All that said, if a company that only has a contract with a regional carrier has a sudden surge, business begins picking up in other regions, or that carrier goes on strike, that could quickly become an issue. Failing to meet delivery promises will sully your reputation, at best–more likely, it will cost you future orders.

Solve the rate equation

Before comparing rates, it’s helpful to understand how they are determined. Freight shipping rates are based on various factors such as weight, freight classification, and distance traveled. What’s important to know about the weight factor is that, when it comes to pricing, major carriers now place more emphasis on volume (dimensional weight). So, the more compact a package is, the better it generally is for your bottom line. 
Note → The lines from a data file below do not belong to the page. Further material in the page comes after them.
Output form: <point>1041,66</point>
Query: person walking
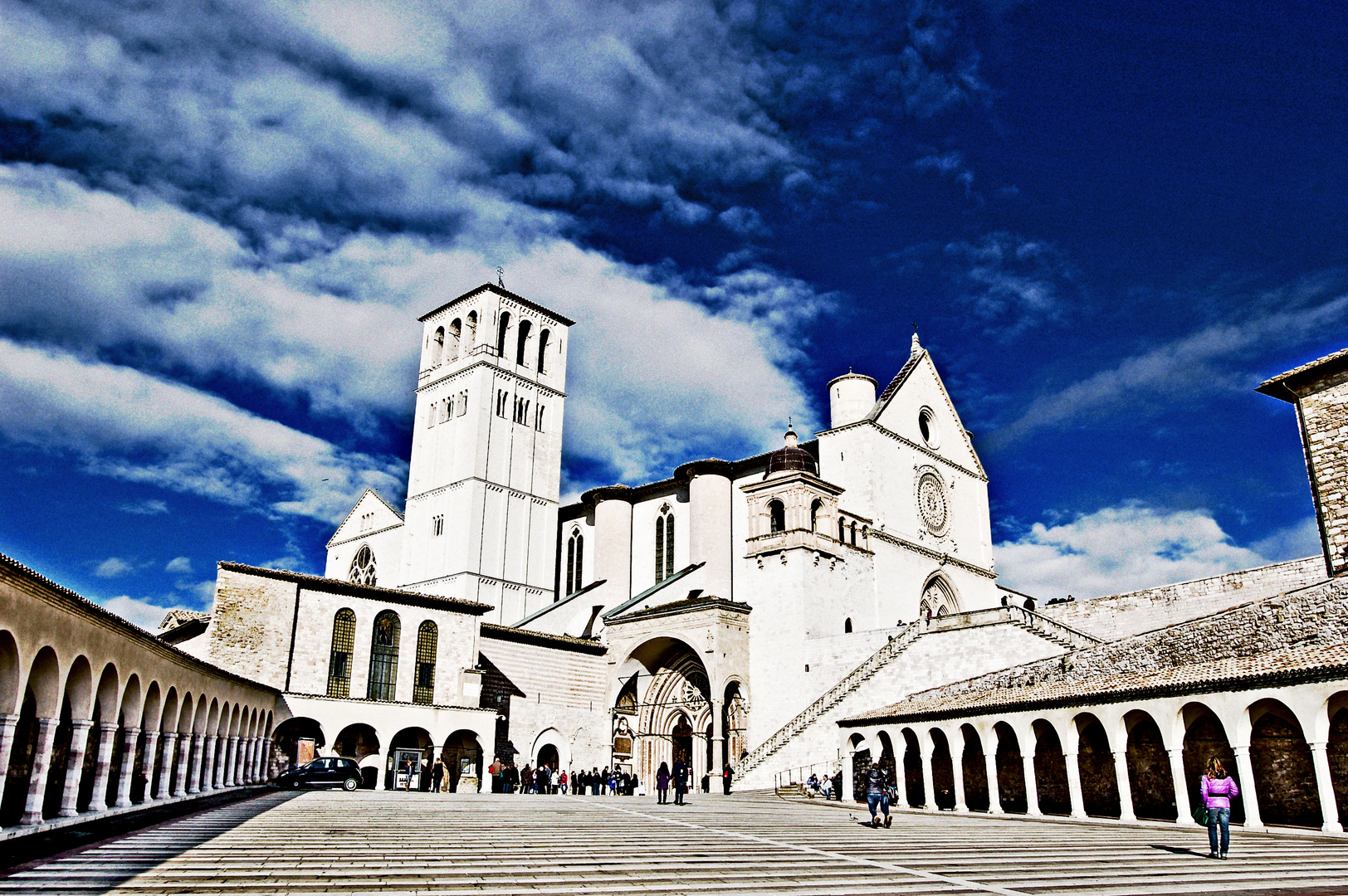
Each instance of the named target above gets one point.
<point>662,785</point>
<point>878,796</point>
<point>680,781</point>
<point>1218,788</point>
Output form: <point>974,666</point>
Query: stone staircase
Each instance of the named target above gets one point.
<point>1047,628</point>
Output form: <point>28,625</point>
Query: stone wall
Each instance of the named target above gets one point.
<point>1316,613</point>
<point>1123,615</point>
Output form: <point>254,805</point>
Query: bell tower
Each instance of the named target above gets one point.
<point>487,453</point>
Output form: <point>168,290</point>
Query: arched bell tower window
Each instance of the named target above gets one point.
<point>339,662</point>
<point>542,351</point>
<point>522,343</point>
<point>437,347</point>
<point>363,567</point>
<point>574,561</point>
<point>663,543</point>
<point>423,691</point>
<point>383,658</point>
<point>456,329</point>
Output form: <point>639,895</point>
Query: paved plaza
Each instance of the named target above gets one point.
<point>365,842</point>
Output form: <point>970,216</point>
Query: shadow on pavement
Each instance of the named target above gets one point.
<point>26,852</point>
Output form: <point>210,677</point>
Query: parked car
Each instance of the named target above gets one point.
<point>322,772</point>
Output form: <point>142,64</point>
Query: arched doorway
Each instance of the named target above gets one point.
<point>1149,770</point>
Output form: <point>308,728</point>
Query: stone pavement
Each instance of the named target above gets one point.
<point>380,842</point>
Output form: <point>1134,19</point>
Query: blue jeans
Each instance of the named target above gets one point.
<point>1219,816</point>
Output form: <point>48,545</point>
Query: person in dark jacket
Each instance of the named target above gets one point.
<point>878,796</point>
<point>662,785</point>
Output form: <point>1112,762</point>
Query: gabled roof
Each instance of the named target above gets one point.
<point>347,519</point>
<point>561,602</point>
<point>652,589</point>
<point>505,294</point>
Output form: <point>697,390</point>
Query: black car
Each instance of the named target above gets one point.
<point>322,772</point>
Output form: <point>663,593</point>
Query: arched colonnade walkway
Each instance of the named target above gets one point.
<point>1287,747</point>
<point>97,714</point>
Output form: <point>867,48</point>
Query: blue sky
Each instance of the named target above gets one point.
<point>220,222</point>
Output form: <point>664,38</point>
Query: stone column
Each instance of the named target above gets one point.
<point>1324,783</point>
<point>1032,791</point>
<point>46,736</point>
<point>170,742</point>
<point>147,764</point>
<point>129,766</point>
<point>1181,787</point>
<point>208,768</point>
<point>75,766</point>
<point>103,766</point>
<point>229,760</point>
<point>1121,772</point>
<point>8,723</point>
<point>1079,805</point>
<point>957,774</point>
<point>994,791</point>
<point>194,777</point>
<point>183,757</point>
<point>929,786</point>
<point>1248,788</point>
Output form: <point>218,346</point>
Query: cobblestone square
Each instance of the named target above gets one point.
<point>386,842</point>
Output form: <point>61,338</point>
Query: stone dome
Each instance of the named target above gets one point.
<point>790,457</point>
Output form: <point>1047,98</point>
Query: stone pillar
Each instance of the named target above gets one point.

Some carriers use a flat rate for shipping anywhere in the U.S, regardless of weight or size. Otherwise, whether using freight or small parcel carrier, the main variable is zones–the geographical areas carriers ship to, measured by the distance from address of origin to destination.

Zones span from one through eight; the farther the distance, the higher the zone. For example, using USPS’s Domestic Zone Chart, if the origin is in New York City, Topeka, Kansas is Zone 6, Cleveland, Ohio is Zone 4, and Los Angeles is Zone 8.
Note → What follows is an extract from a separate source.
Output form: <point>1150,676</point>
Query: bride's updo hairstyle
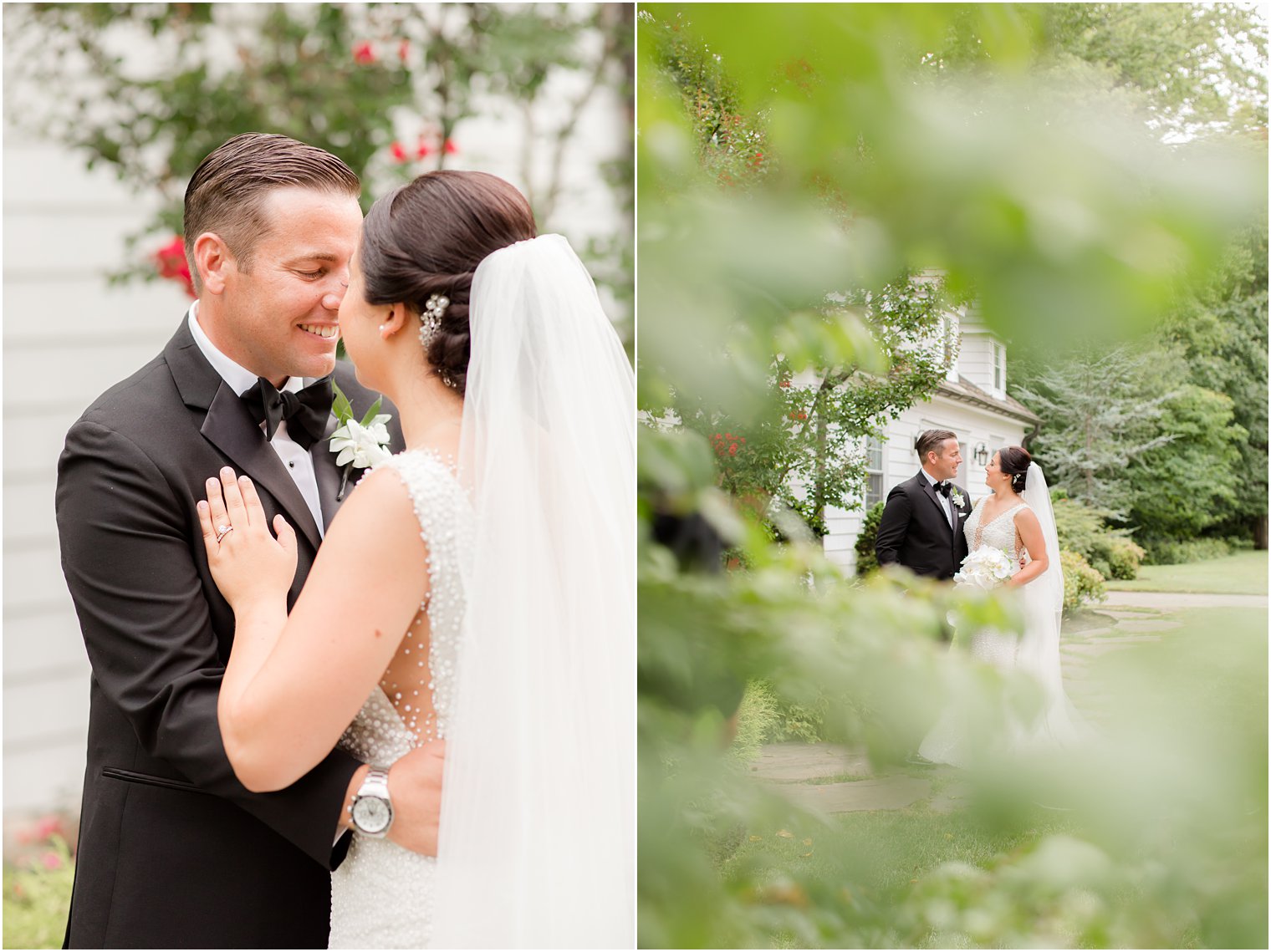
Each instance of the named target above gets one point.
<point>1014,461</point>
<point>427,238</point>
For packages being shipped to lower zones, you can use slower (a.k.a. lower cost) service levels, which can subsidize the higher cost of packages shipped to higher zones and using higher service levels. If your customers comprise a geographically diverse group, having a multi-carrier shipping strategy is certainly worth exploring. Understanding the lay of the land–literally–can help you realize savings both with shipping decisions and in contract negotiations.

Negotiate ideal terms and ensure compliance

Carriers roll out new features, services, and other changes constantly; sellers’ products and packaging are also updated, and new markets are opened. All of that impacts shipping, so the carriers, delivery times and other services a business utilizes should be reconsidered annually, at minimum.

Determining which shipping carriers, methods, and services to use is done on a per-package basis. You can negotiate your own rates, use your fulfillment provider’s rates, or a mix of both. Companies with fulfillment partners often take advantage of their ability to negotiate more favorable terms based on maintaining high volume of business with multiple carriers.

Whatever your agreed upon terms are, tracking and analyzing performance will give you all the data you need for future negotiations. There are apps and other software available to help companies manage this part of the business; fulfillment companies use transportation management systems designed for full transparency to optimize efficiencies.

One of the areas these tools monitor is whether a carrier is meeting service levels. For example, did a parcel marked for next-day delivery arrive two days late? And are mistakes like this habitual? By collecting this data, you can hold carriers accountable for falling short of meeting expectations, which offers an advantage during rate negotiations.

Shipping is an area that affords brands the opportunity to influence costs and provide a consistent customer experience based on the promise of reliable package transit times. The process of selecting carriers can be daunting. Done properly, it requires allocating a budget, compiling all your product information, identifying your customers’ needs, and negotiating. But for all the cost savings, customer satisfaction and loyalty the right strategy can garner, it’s a worthwhile endeavor.